This paper examines replication portfolio construction in incomplete markets - a key problem in financial engineering with applications in pricing, hedging, balance sheet management, and energy storage planning. We model this as a two-player game between an investor and the market, where the investor makes strategic bets on future states while the market reveals outcomes. Inspired by the success of Monte Carlo Tree Search in stochastic games, we introduce an AlphaZero-based system and compare its performance to deep hedging - a widely used industry method based on gradient descent. Through theoretical analysis and experiments, we show that deep hedging struggles in environments where the $Q$-function is not subject to convexity constraints - such as those involving non-convex transaction costs, capital constraints, or regulatory limitations - converging to local optima.
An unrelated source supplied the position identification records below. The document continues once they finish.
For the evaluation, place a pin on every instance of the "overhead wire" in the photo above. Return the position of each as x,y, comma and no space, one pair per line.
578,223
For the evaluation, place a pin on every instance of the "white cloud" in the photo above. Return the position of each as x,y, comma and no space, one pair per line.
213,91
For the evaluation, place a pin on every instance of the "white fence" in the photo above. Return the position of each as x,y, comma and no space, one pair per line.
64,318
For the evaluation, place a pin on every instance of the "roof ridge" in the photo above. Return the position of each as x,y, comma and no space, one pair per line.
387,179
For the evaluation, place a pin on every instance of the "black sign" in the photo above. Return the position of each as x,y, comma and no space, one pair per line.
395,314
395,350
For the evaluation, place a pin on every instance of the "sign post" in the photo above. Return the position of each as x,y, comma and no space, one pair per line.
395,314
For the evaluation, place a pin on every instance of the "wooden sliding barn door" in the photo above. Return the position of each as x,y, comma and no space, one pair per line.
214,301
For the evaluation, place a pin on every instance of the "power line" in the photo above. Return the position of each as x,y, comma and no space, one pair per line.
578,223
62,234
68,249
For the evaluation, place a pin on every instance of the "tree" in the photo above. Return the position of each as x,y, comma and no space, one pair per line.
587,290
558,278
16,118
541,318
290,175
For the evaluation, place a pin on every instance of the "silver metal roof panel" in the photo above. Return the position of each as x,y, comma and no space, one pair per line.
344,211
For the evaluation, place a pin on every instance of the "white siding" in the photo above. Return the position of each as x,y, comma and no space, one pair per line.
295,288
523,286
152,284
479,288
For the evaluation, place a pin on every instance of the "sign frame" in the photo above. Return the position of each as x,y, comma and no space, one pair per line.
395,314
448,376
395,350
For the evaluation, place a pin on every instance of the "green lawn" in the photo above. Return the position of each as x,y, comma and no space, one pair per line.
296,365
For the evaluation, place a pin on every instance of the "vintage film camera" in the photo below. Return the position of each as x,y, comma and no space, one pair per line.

We construct specific market environments to highlight these limitations and demonstrate that AlphaZero consistently finds near-optimal replication strategies. On the theoretical side, we establish a connection between deep hedging and convex optimization, suggesting that its effectiveness is contingent on convexity assumptions. Our experiments further suggest that AlphaZero is more sample-efficient - an important advantage in data-scarce, overfitting-prone derivative markets.

翻译：本文研究不完全市场中的复制投资组合构建问题——这是金融工程中的一个关键问题，在定价、对冲、资产负债表管理和能源存储规划等领域具有重要应用。我们将此问题建模为投资者与市场之间的双人博弈：投资者对未来状态进行战略性押注，而市场则揭示结果。受蒙特卡洛树搜索在随机博弈中成功的启发，我们引入了一种基于AlphaZero的系统，并将其性能与深度对冲——一种基于梯度下降的行业常用方法——进行比较。通过理论分析和实验，我们证明深度对冲在$Q$函数不受凸性约束的环境（例如涉及非凸交易成本、资本约束或监管限制的场景）中表现不佳，容易收敛至局部最优解。我们构建了特定的市场环境以凸显这些局限性，并证明AlphaZero能够持续找到接近最优的复制策略。在理论层面，我们建立了深度对冲与凸优化之间的联系，表明其有效性依赖于凸性假设。我们的实验进一步表明AlphaZero具有更高的样本效率——这在数据稀缺、易发生过拟合的衍生品市场中是一个重要优势。